The A501 uses AT&T's HSPA+ 4G network and while Web site loading speeds on the network were only 1 to 2 seconds slower than with Wi-Fi, app download speed was a different, more disappointing story.

We downloaded Angry Birds Rio, a 17MB file, using both our Wi-Fi network and AT&T's HSPA+ 4G network. Depending on where in San Francisco we were, Wi-Fi download speeds of the game were up to 85 percent faster compared with HSPA+.

Anecdotal battery life feels typical for most Honeycomb tablets, lasting several hours under maximum brightness with frequent use and 4G turned on. Here are our official CNET Labs-tested battery life results. More tablet testing results can be found here.

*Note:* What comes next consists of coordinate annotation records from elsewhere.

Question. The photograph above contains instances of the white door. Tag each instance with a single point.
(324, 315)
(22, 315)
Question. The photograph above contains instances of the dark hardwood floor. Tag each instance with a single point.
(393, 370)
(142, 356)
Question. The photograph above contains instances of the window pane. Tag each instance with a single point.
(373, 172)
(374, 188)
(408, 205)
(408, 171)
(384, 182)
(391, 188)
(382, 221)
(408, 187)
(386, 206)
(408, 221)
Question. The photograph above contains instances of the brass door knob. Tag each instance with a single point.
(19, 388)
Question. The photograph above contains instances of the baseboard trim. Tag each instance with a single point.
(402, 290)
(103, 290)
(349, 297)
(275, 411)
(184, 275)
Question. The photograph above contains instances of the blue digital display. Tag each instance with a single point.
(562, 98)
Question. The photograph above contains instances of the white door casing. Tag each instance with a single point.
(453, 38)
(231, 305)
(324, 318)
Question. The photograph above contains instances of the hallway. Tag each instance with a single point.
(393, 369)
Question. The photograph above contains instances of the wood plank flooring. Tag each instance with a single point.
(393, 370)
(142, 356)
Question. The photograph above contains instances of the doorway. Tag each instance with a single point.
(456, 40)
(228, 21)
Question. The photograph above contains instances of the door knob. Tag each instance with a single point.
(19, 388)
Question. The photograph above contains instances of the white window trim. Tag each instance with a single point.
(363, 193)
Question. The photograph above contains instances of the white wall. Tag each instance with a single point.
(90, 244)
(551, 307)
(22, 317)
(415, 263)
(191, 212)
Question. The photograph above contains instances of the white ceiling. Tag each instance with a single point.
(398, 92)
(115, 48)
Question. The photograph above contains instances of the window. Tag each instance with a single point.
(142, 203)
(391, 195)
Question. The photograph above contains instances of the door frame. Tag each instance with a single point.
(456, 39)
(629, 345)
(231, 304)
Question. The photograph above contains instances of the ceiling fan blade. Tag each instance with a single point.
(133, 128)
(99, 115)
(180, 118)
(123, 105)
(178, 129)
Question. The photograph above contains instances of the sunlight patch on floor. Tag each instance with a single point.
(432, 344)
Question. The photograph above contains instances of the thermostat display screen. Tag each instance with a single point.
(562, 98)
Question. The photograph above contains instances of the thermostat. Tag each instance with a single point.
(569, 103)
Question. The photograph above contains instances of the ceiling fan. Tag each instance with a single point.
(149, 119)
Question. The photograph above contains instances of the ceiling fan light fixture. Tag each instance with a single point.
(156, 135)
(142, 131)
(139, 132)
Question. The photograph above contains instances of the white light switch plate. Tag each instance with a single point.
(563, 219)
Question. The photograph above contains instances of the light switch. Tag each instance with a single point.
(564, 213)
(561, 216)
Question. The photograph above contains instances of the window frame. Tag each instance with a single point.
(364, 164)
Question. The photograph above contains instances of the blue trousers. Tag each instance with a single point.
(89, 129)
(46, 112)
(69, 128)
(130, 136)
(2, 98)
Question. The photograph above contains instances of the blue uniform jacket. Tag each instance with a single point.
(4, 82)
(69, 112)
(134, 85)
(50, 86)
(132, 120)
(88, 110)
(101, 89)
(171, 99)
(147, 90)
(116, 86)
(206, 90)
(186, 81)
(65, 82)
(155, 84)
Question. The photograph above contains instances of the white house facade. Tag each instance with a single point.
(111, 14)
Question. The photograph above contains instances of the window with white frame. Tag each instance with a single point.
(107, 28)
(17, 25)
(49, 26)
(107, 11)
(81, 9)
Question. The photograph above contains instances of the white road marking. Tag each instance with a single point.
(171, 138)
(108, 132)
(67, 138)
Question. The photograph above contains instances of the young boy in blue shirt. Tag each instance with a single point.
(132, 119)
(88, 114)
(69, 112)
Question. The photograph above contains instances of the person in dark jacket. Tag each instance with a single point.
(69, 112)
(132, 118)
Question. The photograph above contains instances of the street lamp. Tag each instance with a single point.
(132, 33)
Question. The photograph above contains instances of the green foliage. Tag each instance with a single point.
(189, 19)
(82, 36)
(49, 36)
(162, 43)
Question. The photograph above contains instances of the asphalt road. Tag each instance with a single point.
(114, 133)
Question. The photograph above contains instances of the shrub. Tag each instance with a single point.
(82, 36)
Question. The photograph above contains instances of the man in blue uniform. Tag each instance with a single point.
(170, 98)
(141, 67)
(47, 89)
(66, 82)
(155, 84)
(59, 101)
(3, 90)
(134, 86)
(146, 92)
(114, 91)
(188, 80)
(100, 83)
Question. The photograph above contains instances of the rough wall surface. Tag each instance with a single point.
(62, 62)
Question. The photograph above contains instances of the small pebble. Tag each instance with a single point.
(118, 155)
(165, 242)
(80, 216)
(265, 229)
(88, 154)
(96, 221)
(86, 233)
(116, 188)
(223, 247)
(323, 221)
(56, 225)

Tablet Video battery life (in hours) Video battery life (Wi-Fi on, 4G off) Video battery life (Wi-Fi off, 4G on)
Acer Iconia Tab A501 6.4 6.4 6.3

Conclusion
The Acer Iconia Tab A501 4G is the cheapest 4G Honeycomb tablet currently on the market, but its adherence to Android 3.0, relatively low-quality screen, and hefty design ultimately make it the least appealing of the 4G tablets. Still, it is cheapest, so if that's your deciding factor and you absolutely need a 4G tablet right now, it's not a bad deal. If you can wait, we'd recommend giving it some time to see how the 4G tablet landscape develops over the next few months.